Rona Ramon (G), veuve de l’astronaute israélien Ilan Ramon, est reçue à la Knesset, à Jérusalem, le 28 janvier 2008. (Flash90)

« Nos expériences sont vraiment là pour essayer de faire une différence, pour améliorer les voyages dans l’espace », a déclaré Noam Kuperman, 15 ans, qui fait partie de la classe SpaceLab actuelle à Amal Bet.
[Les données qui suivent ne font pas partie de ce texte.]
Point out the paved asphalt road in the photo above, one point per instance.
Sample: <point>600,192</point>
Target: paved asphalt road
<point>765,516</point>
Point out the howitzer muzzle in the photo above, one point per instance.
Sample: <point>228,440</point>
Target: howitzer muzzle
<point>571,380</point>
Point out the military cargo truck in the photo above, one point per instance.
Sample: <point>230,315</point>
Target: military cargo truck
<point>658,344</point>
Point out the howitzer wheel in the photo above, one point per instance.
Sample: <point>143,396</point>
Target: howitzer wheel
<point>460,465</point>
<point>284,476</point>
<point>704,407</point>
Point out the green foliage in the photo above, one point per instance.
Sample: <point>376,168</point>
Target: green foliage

Cette année, il travaille à une expérience visant à utiliser la bactérie E. coli, combinée au glucose et à d’autres produits chimiques, pour rendre l’utilisation du gaz à bord de la station spatiale beaucoup plus efficace. « Nous savons que nous allons remporter la compétition, et imaginez, la station spatiale va réaliser notre expérience ! », a-t-il déclaré. « Vous comprenez, on n’est qu’en seconde ! »

L’utilisation du gaz est l’un des plus grands défis qui limitent les voyages dans l’espace, a expliqué Kuperman à une amie de Rona Ramon à l’extérieur du Centre Peres, qui essuyait ses larmes.

« C’est exactement ce que Rona aurait voulu, emmener cette jeune génération dans l’espace, et aussi développer une façon de penser à l’ensemble de la société », a ajouté Didi Leibovitz Azararar, une amie personnelle de Ramon.

Rona Ramon a fait le nécessaire pour être incinérée après sa mort, afin d’épargner à ses enfants la douleur d’un autre enterrement, explique-t-elle. Rona a planifié de nombreux détails des cérémonies de mercredi, dont le choix d’exposer son cercueil au Centre Peres pour la Paix et l’Innovation.

« Sa relation avec mon père était très forte », a déclaré Chemi Peres, le fils de feu le président Shimon Peres. Chemi Peres a fait remarquer que son père avait signé l’accord spatial avec le président américain Bill Clinton dans les années 1990, qui a ouvert la voie à Ilan Ramon pour devenir le premier astronaute israélien.

Ilan Ramon a envoyé un courriel à Shimon Peres depuis l’espace, et en 2009, Shimon Peres a décoré Asaf Ramon de ses ailes de pilote, quelques mois seulement avant que ce dernier meure dans un accident lors d’un entraînement.

Asaf Ramon, (à droite), avec le président Shimon Peres lors de sa remise de diplômes à la base aérienne de Hatzerim en juin 2009, quelques mois avant sa mort. (Dudu Greenspan/Flash90)

« Nous avons vécu ces tragédies avec Rona, a ajouté Chemi Peres. Quelques mois avant sa mort, Rona Ramon a fait don d’un petit vestige d’un drapeau israélien qui a survécu à l’explosion de Challenger. « Il est étonnant que la partie exacte du drapeau qui a survécu soit l’Étoile de David », a fait remarquer Peres. « Elle nous l’a donné pour que lorsque le Centre Peres pour la Paix et l’Innovation sera inauguré en février, tout le monde puisse voir cette partie de l’histoire de l’innovation en Israël ».

Le drapeau se trouve dans une boîte d’exposition avec en arrière-plan une vidéo d’Ilan Ramon dans l’espace, flottant en apesanteur, les bras tendus dans une étreinte.

La famille Ramon a déclaré qu’elle observera la période traditionnelle de deuil de shiva au Centre Peres les jeudi, dimanche et lundi de 10h à 13h et de 17h à 19h.